EU Sanctions to be lifted

Here is what the EU has promised to lift:

  • Financial, banking, and insurance measures (transfer of funds between the EU and Iran, opening of representative offices, subsidiaries, or joint ventures in Iran/the EU by EU/Iranian banks or financial institutions, correspondent banking relationships, insurance and re-insurance for Iranian entities, financial messaging services to Iranian entities, EU member states’ commitment to provide financial support for trade with Iran (export credits, guarantees, insurance, etc.), and sale or purchase of public guaranteed bonds to and from Iran)
  • Oil, gas, and petrochemical sectors (import of Iranian crude oil and petroleum products, sale of equipment and technology, and financing to the oil and gas sector)
  • Shipping, shipbuilding, and transport sectors (sale of naval equipment and technology, access to European airports for Iranian carriers, cessation of inspection and seizure of cargoes from Iran, provision of bunkering or ship supply services)
  • Gold, other precious metals, banknotes, and coinage
  • Nuclear proliferation-related measures
  • Metals
  • Software
  • Arms
  • Asset freeze and visa ban on listed persons, entities, and bodies

To see which sanctions still remain in place today, the consolidated version of EU Regulation 267-2012 of April 16, 2016 is a good starting point.

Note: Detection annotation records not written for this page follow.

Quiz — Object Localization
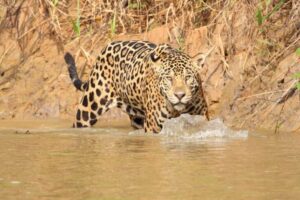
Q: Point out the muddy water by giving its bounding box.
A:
[0,118,300,200]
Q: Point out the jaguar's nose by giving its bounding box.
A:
[174,92,185,100]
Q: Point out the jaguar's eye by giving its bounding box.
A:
[166,76,173,82]
[185,76,193,83]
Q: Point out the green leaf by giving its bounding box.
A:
[256,8,263,25]
[72,19,80,37]
[296,47,300,56]
[52,0,58,6]
[293,72,300,78]
[296,83,300,90]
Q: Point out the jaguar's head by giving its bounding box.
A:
[150,44,207,112]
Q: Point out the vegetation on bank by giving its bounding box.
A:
[0,0,300,130]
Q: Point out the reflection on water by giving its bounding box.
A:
[0,116,300,200]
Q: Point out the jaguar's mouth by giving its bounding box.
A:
[173,102,186,112]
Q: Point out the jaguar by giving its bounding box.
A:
[64,41,209,133]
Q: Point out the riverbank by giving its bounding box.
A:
[0,1,300,132]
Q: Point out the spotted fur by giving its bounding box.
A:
[65,41,208,133]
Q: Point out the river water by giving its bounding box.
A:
[0,116,300,200]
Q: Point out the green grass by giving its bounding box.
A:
[128,2,146,10]
[256,0,285,26]
[52,0,58,7]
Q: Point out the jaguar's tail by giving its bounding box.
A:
[64,52,87,91]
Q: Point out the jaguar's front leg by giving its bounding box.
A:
[144,109,167,133]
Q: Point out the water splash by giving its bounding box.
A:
[161,114,248,140]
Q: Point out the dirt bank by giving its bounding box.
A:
[0,1,300,131]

U.S. Sanctions to be lifted

U.S. authorities have made similar commitments:

  • Financial and banking measures (lifting of sanctions on Iranian individuals and entities, lifting of sanctions on the Iranian Rial, provision of U.S. banknotes to the Government of Iran, transfer of Iranian revenue held abroad, possibility to purchase Iranian sovereign debt, and the capacity to provide financial messaging services to Iranian financial institutions)
  • Insurance measures (insurance to Iranian entities)
  • Energy and petrochemical sectors (lifting sanctions on Iranian crude oil sales, petrochemical products, and natural gas, possibility to provide investment, technological, and technical expertise)
  • Shipping, shipbuilding, and port sectors
  • Gold and other precious metals
  • Software and metals
  • Automotive sector
  • Removal of Iranian persons and entities from U.S. sanctions listings
  • Nuclear proliferation-related measures (lifting of sanctions linked to the mining, production, or transportation of uranium)

To U.S. Department of the Treasury has summed up the current status of sanctions lifting in a guidance paper dated January 16, 2016, available here.

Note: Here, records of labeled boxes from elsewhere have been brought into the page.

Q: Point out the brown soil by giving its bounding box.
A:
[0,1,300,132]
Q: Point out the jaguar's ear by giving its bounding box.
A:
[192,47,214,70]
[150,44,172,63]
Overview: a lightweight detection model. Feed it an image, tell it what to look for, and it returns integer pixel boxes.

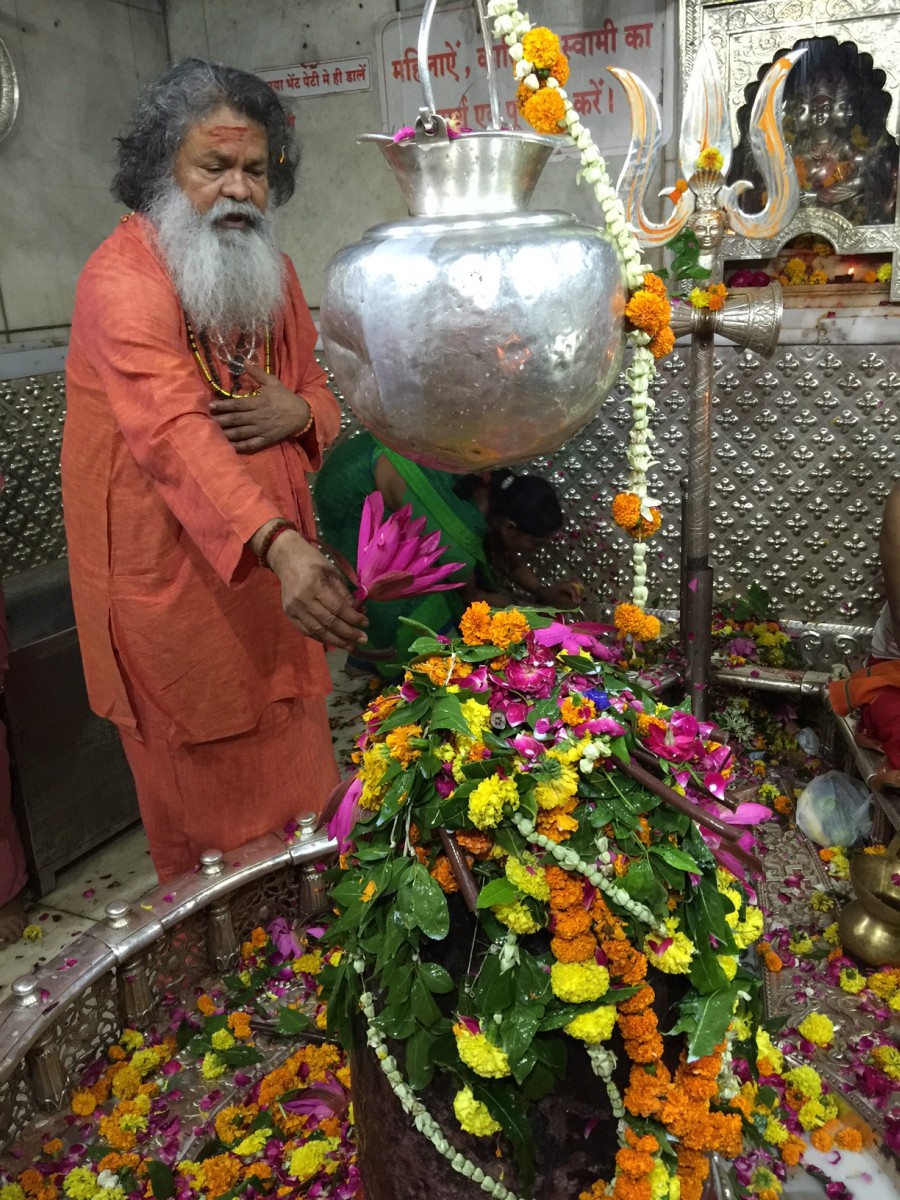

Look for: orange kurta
[62,216,340,866]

The Joint Comprehensive Plan of Action (JCPOA)

As a background, the above commitments from the EU and the U.S. have been fixed in the Joint Comprehensive Plan of Action, which the UN Security Council has endorsed, on July 20, 2015. The goal of the JCPOA is to promote and facilitate the development of normal economic and trade contacts and cooperation with Iran.

On Iran’s side, the Government

  • reaffirms that under no circumstances will Iran ever seek, develop or acquire any nuclear weapons;
  • agrees to limit its uranium enrichment and uranium enrichment related activities including R&D activities to a maximum uranium enrichment of 3.67 % for 15 years;
  • engages to implement the roadmap agreed upon with the IAEA, especially with regards to the new heavy water research reactor in Arak;
  • shall allow the IAEA to monitor its nuclear commitments.

In return, the international community commits to lift sanctions as outlined above.

A look at the implementation plan of the JCPOA shows that the topic will stay with us for some time: The IAEA is granted 8 years until it shall reach the broader conclusion that all nuclear material in Iran remains in peaceful activities and the UN Security Council is granted additional two years to fully terminate the sanctions lifting process.